Тогда стало понятно, что Бог не создавал человека – ни черным негром, ни узкоглазым монголом, и природа не могла сделать этого – не было черных и желтых обезьян; чтобы приспособиться к климату, первые должны были стать белыми и блестящими, как айсберги, чтобы отражать солнечные лучи; вторые должны были быть похожими на верблюдов. Негров с фиолетовыми ладошками, как у первоклассников, хочется потереть резиновым телом азиатов и помыть их всех в теплой воде. Но они предпочитают купаться в пене своего превосходства друг перед другом, придумывают несуществующих богов все высшего и наивысшего порядка, тайну, хоть как-то разделившую их, удаляющую от общего понятия единого для всех их предназначения. Но не прекращаются поиски людей на Марсе, а на Земле методом клонирования уже возможно бессмертие. Я – не он! Я – не мы! Это мое! Лучше. Мое! Я!
Котенок не обращает внимания на красивые глаза медсестры – она сделала ему обезболивающий укол. Нужно бы смотреть в них подольше – если бы он понимал: лучших он никогда не увидит – может, это единственное, что оправдает его возвращение с того света, которого он не помнил; ему бы заглянуть в них, чужие глаза, и попытаться передать боль тьмы, вздох счастья и облегчение, что появилась надежда. У него не было самого ужасного свойства человека – привычки. Человек ошибается, засыпая и думая, что он обязан прогнуться. Привычка убивает способность удивляться – все остальные пороки – ее производные. Удивленных и счастливых будут давить танками и предавать, как предали Христа, чтобы тысячи лет молиться на него, хотя можно было молиться друг на друга с хлебом, вином и без чудес. Проснувшись, человек выходит из себя, просто и обычно, закрывая за собой дверь свершившегося события. Инстинкт и привычка – страшный симбиоз человеческого сознания, с ним может бороться только стремление к мечте. Это шанс сделать один шаг г своему совершенству. Богу это не нужно, только человеку дана такая возможность, тому, которому не нужен рай с исполнением примитивных желаний, а есть чувственное желание создать рай на Земле или оставить добрый след на измученной, скованной морозом жестокости дороге.
Рик был маленьким котенком, тигренком, с ярко-желтыми фонариками глаз. Долго всматривался он, подойдя к зеркалу, в свое (или чье) отражение? Пытался поймать свет, идущий оттуда, врывающийся в мозг и уничтожающий солнечного зайчика, который не мог найти выхода. Там, за лавой расплавленного кварца, ставшей зеркалом от внимательного разглядывания и близкого дыхания, нет ощущений, нет близости и понимания, туда нельзя заглянуть, исхитриться и деформировать реальность сознания, поломать алкоголем, наркотиком или принудительной медитацией. И правое становится левым!
В городе, где жил Рик, кончились времена Соловья-разбойника, который просто свистел; люди стали заселять новые пятиэтажные дома, покидая белые печки, кур и собак, забывая их как зубную боль, не догадываясь, что можно иметь просто здоровые зубы. Здесь, в квартирах, хорошо замораживал холодильник, гремел телевизор последними гимнами отцветающей венками генсеков страны. Он не знал, что город – это солидарность птичьей стаи, которая развеялась над одним из таких, оставив на поле сражения, внизу, отравленных ядовитым газом солдат с навсегда удивленными глазами, устремленными в предавшее их небо. Не знал он и того, что в городе жил великий гомосексуалист, сравнивший себя с Юпитером и оскорбивший быка, которому и в голову не пришло потребовать у того сатисфакции: бык имел скотскую привычку вступать в отношения, завещанные ему природой, с любимыми коровами с прекрасными, нечеловеческими глазами, опущенными, как цветущими вениками, ресницами.
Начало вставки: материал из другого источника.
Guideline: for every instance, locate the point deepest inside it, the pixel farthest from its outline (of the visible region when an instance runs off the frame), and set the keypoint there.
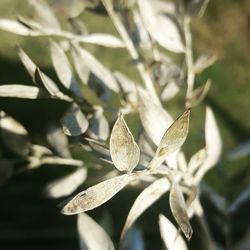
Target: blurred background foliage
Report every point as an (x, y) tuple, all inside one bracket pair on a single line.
[(34, 221)]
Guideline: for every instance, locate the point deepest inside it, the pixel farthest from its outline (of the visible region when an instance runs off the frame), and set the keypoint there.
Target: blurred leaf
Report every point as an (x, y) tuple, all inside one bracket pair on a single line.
[(96, 195), (103, 39), (124, 151), (154, 118), (96, 68), (145, 199), (66, 185), (16, 27), (20, 91), (179, 209), (44, 14), (63, 68), (91, 235), (74, 121), (170, 235), (199, 94), (161, 27), (203, 62), (14, 136)]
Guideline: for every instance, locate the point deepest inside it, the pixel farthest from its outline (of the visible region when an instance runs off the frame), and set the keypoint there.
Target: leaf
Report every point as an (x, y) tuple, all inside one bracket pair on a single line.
[(161, 27), (91, 235), (14, 136), (99, 125), (179, 209), (197, 160), (124, 151), (19, 91), (67, 184), (74, 121), (172, 140), (101, 39), (63, 68), (170, 235), (199, 94), (96, 195), (154, 118), (44, 14), (96, 68), (145, 199), (16, 27), (213, 145)]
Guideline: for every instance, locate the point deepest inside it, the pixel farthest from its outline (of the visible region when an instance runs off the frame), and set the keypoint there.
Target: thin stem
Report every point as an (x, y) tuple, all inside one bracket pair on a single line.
[(189, 57), (144, 73)]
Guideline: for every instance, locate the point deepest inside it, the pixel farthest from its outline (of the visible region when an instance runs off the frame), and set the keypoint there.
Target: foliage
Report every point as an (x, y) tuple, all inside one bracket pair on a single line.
[(156, 35)]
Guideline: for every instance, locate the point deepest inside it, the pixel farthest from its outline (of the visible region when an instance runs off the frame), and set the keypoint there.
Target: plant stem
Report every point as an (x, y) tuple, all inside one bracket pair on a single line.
[(144, 73), (189, 57)]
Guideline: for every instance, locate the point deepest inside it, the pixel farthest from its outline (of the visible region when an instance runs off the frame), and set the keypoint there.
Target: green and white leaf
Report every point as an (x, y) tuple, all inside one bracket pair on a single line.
[(124, 151)]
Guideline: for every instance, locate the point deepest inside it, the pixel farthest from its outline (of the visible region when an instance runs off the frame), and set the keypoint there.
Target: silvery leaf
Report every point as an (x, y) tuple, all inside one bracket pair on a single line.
[(91, 235), (96, 195), (170, 235), (154, 118), (173, 139), (161, 27), (145, 199), (123, 149), (16, 27), (102, 39), (14, 136), (170, 91), (67, 184), (19, 91), (179, 209), (213, 144), (44, 14), (103, 74), (63, 68), (74, 121)]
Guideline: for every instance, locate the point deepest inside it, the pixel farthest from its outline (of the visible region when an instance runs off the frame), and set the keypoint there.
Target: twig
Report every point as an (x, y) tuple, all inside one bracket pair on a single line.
[(144, 73)]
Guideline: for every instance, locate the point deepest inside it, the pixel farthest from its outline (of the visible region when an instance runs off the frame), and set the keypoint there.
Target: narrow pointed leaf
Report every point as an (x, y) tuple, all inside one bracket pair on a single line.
[(97, 68), (146, 198), (63, 68), (74, 121), (102, 39), (123, 149), (66, 185), (96, 195), (154, 118), (19, 91), (91, 235), (170, 235), (179, 209)]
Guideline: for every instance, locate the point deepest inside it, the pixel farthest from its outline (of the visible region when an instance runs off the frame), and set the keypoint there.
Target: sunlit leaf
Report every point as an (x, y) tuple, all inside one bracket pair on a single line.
[(91, 235), (146, 198), (96, 195), (67, 184), (20, 91), (170, 235), (161, 27), (123, 149), (154, 118), (96, 68), (44, 14), (179, 209), (16, 27), (74, 121), (102, 39)]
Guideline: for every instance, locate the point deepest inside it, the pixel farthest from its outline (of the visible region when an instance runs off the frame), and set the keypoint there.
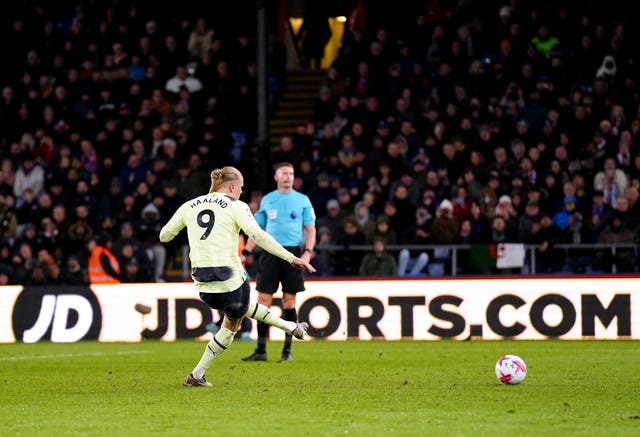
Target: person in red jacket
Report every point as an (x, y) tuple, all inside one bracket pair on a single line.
[(103, 265)]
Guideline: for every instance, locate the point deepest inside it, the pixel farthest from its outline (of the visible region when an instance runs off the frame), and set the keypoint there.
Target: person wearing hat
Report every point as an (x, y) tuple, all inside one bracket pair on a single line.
[(444, 229), (379, 262), (526, 221)]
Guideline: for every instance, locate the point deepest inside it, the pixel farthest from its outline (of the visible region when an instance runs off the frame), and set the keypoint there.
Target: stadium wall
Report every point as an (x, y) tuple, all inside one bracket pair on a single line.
[(420, 309)]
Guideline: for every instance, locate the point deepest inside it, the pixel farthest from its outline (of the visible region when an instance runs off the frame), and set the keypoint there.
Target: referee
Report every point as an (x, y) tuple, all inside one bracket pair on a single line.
[(288, 216)]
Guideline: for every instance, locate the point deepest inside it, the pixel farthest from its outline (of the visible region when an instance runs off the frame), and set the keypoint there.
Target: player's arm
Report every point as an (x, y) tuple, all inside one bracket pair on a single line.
[(260, 237), (310, 240), (309, 224), (173, 226), (261, 219)]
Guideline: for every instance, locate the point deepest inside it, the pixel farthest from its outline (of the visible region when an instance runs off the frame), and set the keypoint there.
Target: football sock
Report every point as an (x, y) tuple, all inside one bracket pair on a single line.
[(218, 344), (263, 334), (289, 314), (263, 314)]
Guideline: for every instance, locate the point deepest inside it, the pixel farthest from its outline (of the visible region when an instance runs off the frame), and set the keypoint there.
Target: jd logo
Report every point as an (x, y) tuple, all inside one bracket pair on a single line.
[(61, 315)]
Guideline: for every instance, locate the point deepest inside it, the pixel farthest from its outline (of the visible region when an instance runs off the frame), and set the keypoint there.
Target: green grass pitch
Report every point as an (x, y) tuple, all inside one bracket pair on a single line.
[(354, 388)]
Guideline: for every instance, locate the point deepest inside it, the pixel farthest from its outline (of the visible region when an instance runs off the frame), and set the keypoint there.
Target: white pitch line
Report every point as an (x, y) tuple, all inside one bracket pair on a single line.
[(92, 354)]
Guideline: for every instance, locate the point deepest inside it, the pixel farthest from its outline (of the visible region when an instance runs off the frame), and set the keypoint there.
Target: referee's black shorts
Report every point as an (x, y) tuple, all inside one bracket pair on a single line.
[(274, 271)]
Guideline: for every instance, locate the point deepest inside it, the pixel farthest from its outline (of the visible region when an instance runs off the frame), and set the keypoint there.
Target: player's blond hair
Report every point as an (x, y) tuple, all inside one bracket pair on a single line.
[(221, 176)]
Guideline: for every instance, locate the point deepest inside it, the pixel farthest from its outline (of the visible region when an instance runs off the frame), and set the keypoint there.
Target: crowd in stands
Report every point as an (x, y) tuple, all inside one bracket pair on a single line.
[(475, 122)]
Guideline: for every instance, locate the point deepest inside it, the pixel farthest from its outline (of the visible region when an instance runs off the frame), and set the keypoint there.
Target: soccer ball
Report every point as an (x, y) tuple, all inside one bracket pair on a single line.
[(511, 369)]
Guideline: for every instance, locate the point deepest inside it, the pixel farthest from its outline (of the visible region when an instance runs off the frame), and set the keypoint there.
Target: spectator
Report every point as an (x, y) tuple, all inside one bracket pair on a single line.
[(413, 262), (379, 262), (28, 176), (103, 265), (623, 260), (348, 259), (333, 219)]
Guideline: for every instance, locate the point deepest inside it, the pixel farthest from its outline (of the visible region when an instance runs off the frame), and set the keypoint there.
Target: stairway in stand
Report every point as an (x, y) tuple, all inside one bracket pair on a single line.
[(296, 103)]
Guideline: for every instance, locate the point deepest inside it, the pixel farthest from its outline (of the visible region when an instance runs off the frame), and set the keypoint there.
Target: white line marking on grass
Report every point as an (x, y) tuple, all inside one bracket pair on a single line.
[(91, 354)]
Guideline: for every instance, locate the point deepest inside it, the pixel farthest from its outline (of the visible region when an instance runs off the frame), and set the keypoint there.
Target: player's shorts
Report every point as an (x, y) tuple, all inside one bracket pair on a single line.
[(274, 271), (234, 304)]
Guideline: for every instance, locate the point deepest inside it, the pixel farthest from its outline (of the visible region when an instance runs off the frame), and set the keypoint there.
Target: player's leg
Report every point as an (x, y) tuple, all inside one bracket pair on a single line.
[(234, 305), (267, 281), (288, 313), (292, 283)]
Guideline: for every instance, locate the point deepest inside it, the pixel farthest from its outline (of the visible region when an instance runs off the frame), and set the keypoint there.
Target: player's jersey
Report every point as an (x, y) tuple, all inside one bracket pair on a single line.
[(284, 215), (213, 223)]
Город – это Гранды, Кинги, Супер-Кровь молодых королей – голубая кровь моллюсков; и какой-то Распутин жил в таком же городе, пытаясь вылечить наследника царя от гемофилии. Город – это женщина, ищущая в глазах своего возлюбленного оправдания после сделанного аборта с еще не смытой памятью чечевичного сгустка сморщенного выкидыша.
Только поначалу трудно представить соседей, вертикально нанизанных на одной канализационной трубе вместе с унитазами, где поругаться с ними по горизонтали уже невозможно. И остается ностальгия алкоголика по празднику, когда он уже иссох и просто не может напиться, не получив разрыва печени или опухоли мозга, и пытается деревянной рукой собрать осколки хрустального новогоднего бокала, покрытого серебристой пылью памяти.